Votre mouvement « Les Gilets Citoyens » est-il plus représentatif que les Gilets Jaunes ou, contrairement à eux, n’a-t-il comme supériorité que d’avoir su formaliser une plateforme revendicative ? Le nom de votre mouvement interroge : Gilets Citoyens, les autres « gilets » ou « bonnets » seraient-ils moins citoyens ? J’ai lu avec attention la liste des participants à votre mouvement : quelques chercheurs (sont-ils tous déclarés), beaucoup de « simples citoyens-nes », quelques « Gilets Jaunes » mais lesquels. Cette diversité apporte de la crédibilité aux Gilets Citoyens mais aucun caractère de meilleure représentativité de la société moins encore de la population. Mais, vous avez fédéré autour d’une proposition : la Convention Citoyenne, une idée qui a séduit le président de la République alors vous avez le droit de cité en tant que force de proposition alors que les autres « Gilets » ne sont que des révolutionnaires voire des casseurs (sans le vouloir vous cautionnez le discours du gouvernement qui vise à discréditer les Gilets Jaunes). D’ailleurs vous-même dans l’interview vous indiquiez que de vouloir renverser le gouvernement ça ne se fait pas, en démocratie on doit parler… Seulement je ne crois pas, quelles que soient les propositions que vous ferez, que les personnes qui ont livré leurs souffrances au moment de manifestations, vous accordent de la crédibilité parce que, entre autres, vous serez vu comme un intellectuel de surcroît soutenu par le président de la République et que, comme l’écrit Chomsky, « les intellectuels sont généralement privilégiés ». Pour donner de la crédibilité à votre Convention il aurait fallu la démultiplier et la rapprocher des gens, on n’est pas obligé d’organiser des « grandes messes » médiatisées on peut aussi aller s’assoir à la table et converser avec les personnes. Je vous invite dans cette démarche à lire Pierre Bourdieu, et d’autres comme Florence Aubenas et ses confrères (en voie de disparition) journalistes d’investigation.

 

Sur un plan plus général dans votre démarche vous semblez (mais peut-être n’ai‑je pas compris) ne pas remettre en cause le système capitaliste actuel et la mondialisation.

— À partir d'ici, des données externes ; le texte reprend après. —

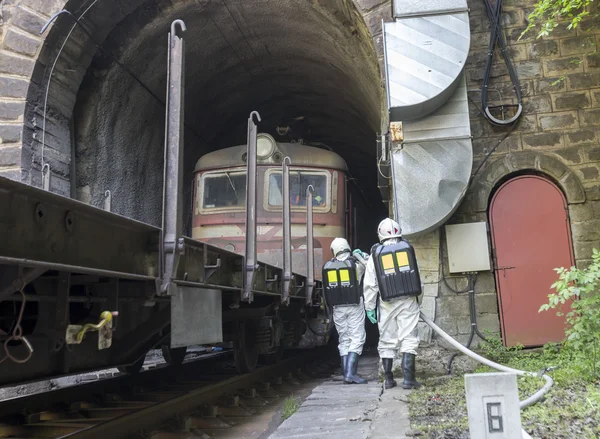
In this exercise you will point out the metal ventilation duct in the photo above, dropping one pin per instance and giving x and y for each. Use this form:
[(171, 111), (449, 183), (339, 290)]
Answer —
[(425, 53), (431, 169)]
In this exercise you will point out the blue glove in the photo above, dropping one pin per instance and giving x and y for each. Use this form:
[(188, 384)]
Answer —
[(359, 251)]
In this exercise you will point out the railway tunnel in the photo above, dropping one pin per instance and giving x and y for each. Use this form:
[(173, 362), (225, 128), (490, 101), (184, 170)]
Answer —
[(310, 65)]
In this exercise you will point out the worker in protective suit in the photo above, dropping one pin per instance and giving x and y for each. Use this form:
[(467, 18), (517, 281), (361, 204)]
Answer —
[(391, 286), (342, 278)]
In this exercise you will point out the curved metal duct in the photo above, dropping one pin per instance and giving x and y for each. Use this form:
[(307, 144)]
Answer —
[(431, 169), (425, 53)]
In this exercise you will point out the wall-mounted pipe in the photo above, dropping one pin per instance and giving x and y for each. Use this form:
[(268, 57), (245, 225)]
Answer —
[(287, 244), (310, 256), (250, 259)]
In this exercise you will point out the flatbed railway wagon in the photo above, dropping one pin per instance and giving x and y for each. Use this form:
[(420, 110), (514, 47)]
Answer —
[(82, 288)]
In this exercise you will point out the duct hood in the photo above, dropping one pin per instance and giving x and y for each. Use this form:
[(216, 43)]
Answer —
[(431, 169), (425, 53), (425, 50)]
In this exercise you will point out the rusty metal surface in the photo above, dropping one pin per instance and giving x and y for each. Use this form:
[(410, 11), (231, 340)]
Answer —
[(108, 245), (531, 237), (156, 415), (40, 226), (172, 217)]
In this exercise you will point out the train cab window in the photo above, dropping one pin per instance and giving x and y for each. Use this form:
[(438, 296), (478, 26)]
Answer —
[(299, 181), (224, 190)]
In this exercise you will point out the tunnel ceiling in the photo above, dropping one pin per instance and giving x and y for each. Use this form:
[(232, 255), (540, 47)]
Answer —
[(284, 58)]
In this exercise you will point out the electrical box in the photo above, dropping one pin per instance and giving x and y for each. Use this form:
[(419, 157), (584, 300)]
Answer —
[(468, 248)]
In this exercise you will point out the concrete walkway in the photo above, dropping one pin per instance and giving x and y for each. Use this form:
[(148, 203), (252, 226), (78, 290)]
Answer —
[(335, 410)]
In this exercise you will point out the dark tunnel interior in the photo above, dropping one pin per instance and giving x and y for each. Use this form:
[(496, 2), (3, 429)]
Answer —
[(307, 64)]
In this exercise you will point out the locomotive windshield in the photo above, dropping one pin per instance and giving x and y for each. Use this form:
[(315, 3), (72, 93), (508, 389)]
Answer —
[(224, 190), (299, 181)]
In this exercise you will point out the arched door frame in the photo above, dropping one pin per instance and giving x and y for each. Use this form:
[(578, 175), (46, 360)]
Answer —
[(493, 197)]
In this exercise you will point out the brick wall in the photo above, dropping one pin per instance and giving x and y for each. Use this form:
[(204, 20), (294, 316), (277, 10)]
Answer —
[(557, 136)]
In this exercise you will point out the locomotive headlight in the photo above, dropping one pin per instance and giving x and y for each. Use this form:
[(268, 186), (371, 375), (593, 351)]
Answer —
[(230, 247), (265, 146)]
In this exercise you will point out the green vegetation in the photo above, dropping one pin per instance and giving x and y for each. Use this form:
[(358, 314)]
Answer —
[(570, 410), (547, 15), (579, 289), (572, 407), (290, 406)]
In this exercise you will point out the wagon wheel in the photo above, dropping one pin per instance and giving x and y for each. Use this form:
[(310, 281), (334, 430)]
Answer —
[(133, 368), (245, 352), (174, 356)]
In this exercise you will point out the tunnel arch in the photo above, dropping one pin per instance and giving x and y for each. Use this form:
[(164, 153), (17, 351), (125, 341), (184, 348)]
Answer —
[(314, 59)]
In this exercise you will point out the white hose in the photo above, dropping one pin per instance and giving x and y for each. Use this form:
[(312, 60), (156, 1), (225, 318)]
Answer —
[(525, 403)]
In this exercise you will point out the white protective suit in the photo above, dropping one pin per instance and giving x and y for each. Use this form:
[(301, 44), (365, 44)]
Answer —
[(397, 319), (350, 319)]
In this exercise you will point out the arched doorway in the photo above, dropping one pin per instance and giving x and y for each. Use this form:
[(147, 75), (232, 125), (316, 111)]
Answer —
[(530, 237)]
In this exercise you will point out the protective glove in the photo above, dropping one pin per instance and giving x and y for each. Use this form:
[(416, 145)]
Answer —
[(372, 316), (361, 253)]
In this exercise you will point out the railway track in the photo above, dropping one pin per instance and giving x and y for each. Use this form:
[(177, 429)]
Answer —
[(163, 403)]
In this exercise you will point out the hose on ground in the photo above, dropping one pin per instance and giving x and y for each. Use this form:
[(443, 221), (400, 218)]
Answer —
[(525, 403)]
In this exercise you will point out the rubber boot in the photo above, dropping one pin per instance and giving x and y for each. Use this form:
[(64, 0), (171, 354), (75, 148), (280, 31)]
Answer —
[(408, 370), (389, 375), (350, 377), (343, 362)]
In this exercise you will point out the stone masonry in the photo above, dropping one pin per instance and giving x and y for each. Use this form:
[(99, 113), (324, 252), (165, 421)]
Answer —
[(25, 60), (558, 135)]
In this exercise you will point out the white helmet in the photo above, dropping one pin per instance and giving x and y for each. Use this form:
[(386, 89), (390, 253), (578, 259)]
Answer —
[(388, 228), (339, 245)]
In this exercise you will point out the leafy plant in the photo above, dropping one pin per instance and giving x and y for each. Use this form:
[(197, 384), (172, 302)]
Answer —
[(580, 288), (494, 350), (548, 13), (290, 406)]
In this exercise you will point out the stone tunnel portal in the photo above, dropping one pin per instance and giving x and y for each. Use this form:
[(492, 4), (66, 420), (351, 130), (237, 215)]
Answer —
[(309, 64)]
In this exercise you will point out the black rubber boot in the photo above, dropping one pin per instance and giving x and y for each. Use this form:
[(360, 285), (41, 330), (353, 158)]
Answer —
[(389, 375), (408, 370), (350, 377), (343, 362)]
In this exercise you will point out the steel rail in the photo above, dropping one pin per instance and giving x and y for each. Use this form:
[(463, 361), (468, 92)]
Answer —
[(158, 414), (39, 402)]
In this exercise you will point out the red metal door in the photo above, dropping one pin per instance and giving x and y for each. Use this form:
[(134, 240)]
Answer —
[(531, 236)]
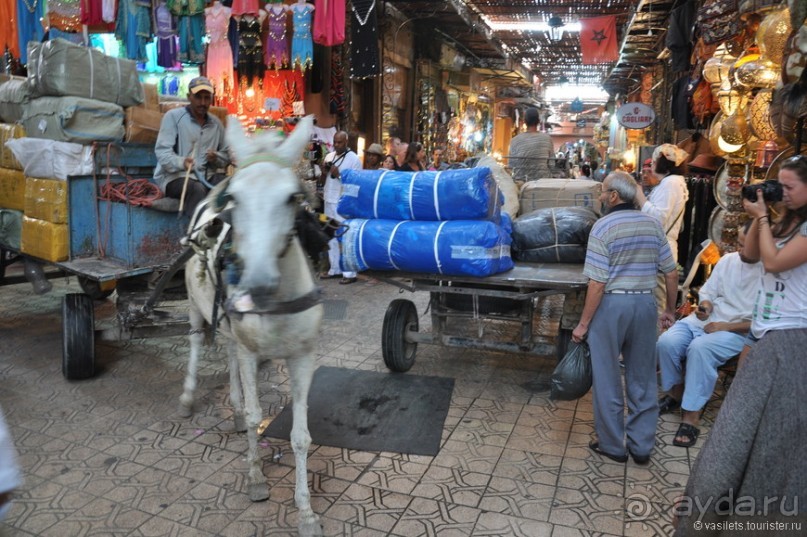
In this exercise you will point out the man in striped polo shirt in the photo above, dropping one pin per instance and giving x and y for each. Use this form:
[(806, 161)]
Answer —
[(626, 249)]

Chomsky, dans son dernier livre, cite John Dewey qui décrivait la politique comme « l’ombre de la grande entreprise sur la société, ombre dont l’atténuation ne changera rien à la substance. » Je ne vous suivrai donc pas sur le chemin de l’accommodation avec le système politico‑financier du moment ; pour autant je ne suis pas un fana (aujourd’hui on dit un fan) des révolutions dont l’histoire nous dit qu’elles n’aboutissent que rarement à de états heureux de la société, mais prenez garde à ce que votre mouvement, si policé, ne ressemble pas à une « révolution confisquée » comme l’écrit Jean Tulard à propos des mouvements sociaux de 1830. Autant de choses à lire et à méditer quand on veut « faire du social », je ne parle pas de politique car il y a trop longtemps qu’elle s’est détachée de la société.

 

Si mon commentaire ne le montre pas, je soutiendrai (y compris sur mes blogs) votre initiative en croisant les doigts pour qu'il en sorte quelque chose de positif. Mais je n'y crois pas beaucoup parce que tout ça est trop coupé du monde citoyen de la base : les campagnes profondes, les usines, les cités... J’étais ce matin au bistrot dans une cité, où on boit de la bière et du vin rosé à 9h, et je n’ai pas perçu que les personnes qui étaient‑là percevaient un moindre frémissement d’amélioration de leurs conditions de vie depuis les déclarations du président de la République ; aucune avait entendu parler de votre initiative et après mes explication c’était « et alors ? ». Mon expérience n’a pas de valeur scientifique mais elle raconte les gens, ceux qui ne vont plus voter, ils deviennent de jour en jour une majorité, la majorité.

 

Si, comme je crois vous l'avez fait l'année dernière, vous passez par Poitiers notre maison vous sera ouverte.